The bottom line is - the sooner something like this is done, the better chance people have to get rid of the worst PM ever.

For those who fear a merger/coalition might destroy the Liberal Party of Canada, think of it this way: if the Liberals lose the next election under Ignatieff, there might not be much of a party left anyways.

Tof KW said...

Something really smells about this whole 'merger' story on CBC. Ignatieff was quite blunt over the weekend on what his views were regarding the matter, so where the hell is this coming from? If you ask me, this looks like a serious shot at his leadership, and look at who seems to be behind it.

I've already related my personal feelings in the event of a full Lib-NDP merger. Don't assume that 27% + 16% will equal 43%. Expect a full 10% drop in the first election alone - and to prove my point, go look up and combine the Ref/Alliance with the PC numbers from the 1993, 1997 and 2000 elections; with those of the CPofC in 2004, 2006 and 2008.

Also remember what Chretien did to old Stockwell Day in 2000 when he became the fresh new leader of the Alliance? Anyone here doubt Harper would skewer whoever the new untested leader would be from the new Liberal-Democrats, and call an election within months of whenever they took over?

I can see your desperation; after all you've been out of power a whopping 4 years, and Harper is towering over you at a colossal 33% in the polls.

Here is an idea; why not sign a pre-election mutual non-aggression pact with the NDP so that both can attack Harper on a unified front? Both fight hard in the next election as Grits and Dippers.

If the results allow the Libs + NDP to forge a governing arrangement (without the Bloc) that finally dethrones Harper - Hurray!

If Harper manages to cling to power with a reduced seat count - watch the knives come out within the CPofC; leadership contenders will be out in the open.

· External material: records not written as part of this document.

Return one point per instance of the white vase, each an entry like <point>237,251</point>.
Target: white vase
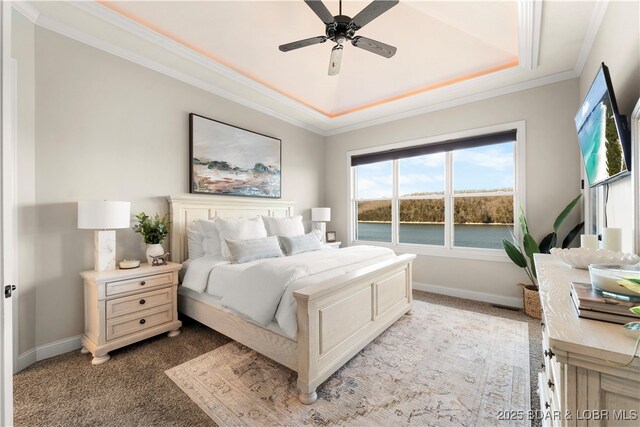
<point>154,249</point>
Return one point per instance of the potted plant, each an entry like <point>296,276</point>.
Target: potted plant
<point>522,255</point>
<point>154,230</point>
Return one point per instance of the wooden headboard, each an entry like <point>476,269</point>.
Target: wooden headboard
<point>186,208</point>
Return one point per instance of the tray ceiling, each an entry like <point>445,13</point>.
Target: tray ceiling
<point>449,52</point>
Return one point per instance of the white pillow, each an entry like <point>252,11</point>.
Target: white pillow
<point>194,241</point>
<point>298,244</point>
<point>238,229</point>
<point>251,249</point>
<point>210,237</point>
<point>291,226</point>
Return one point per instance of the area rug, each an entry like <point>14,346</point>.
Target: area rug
<point>439,366</point>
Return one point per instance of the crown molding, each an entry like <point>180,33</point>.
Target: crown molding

In the highly unlikely event of a CPofC majority win, then you two should seriously look at mergers. Because you can bet that Harper will do everything in his power to diminish the fund-raising abilities of all the opposition parties ...and that's just the start.

Shiner said...

Here is an idea; why not sign a pre-election mutual non-aggression pact with the NDP so that both can attack Harper on a unified front? Both fight hard in the next election as Grits and Dippers.

I'm not quite as gloomy about the prospects of a united left party, but you're right on here. Why do anything so drastic, and as risky, as form a new party when the above option has so little downside? You keep your strongholds and maybe pick up some close contests where vote splitting matters. It's so damned simple and avoids all the pitfalls of a formal merge.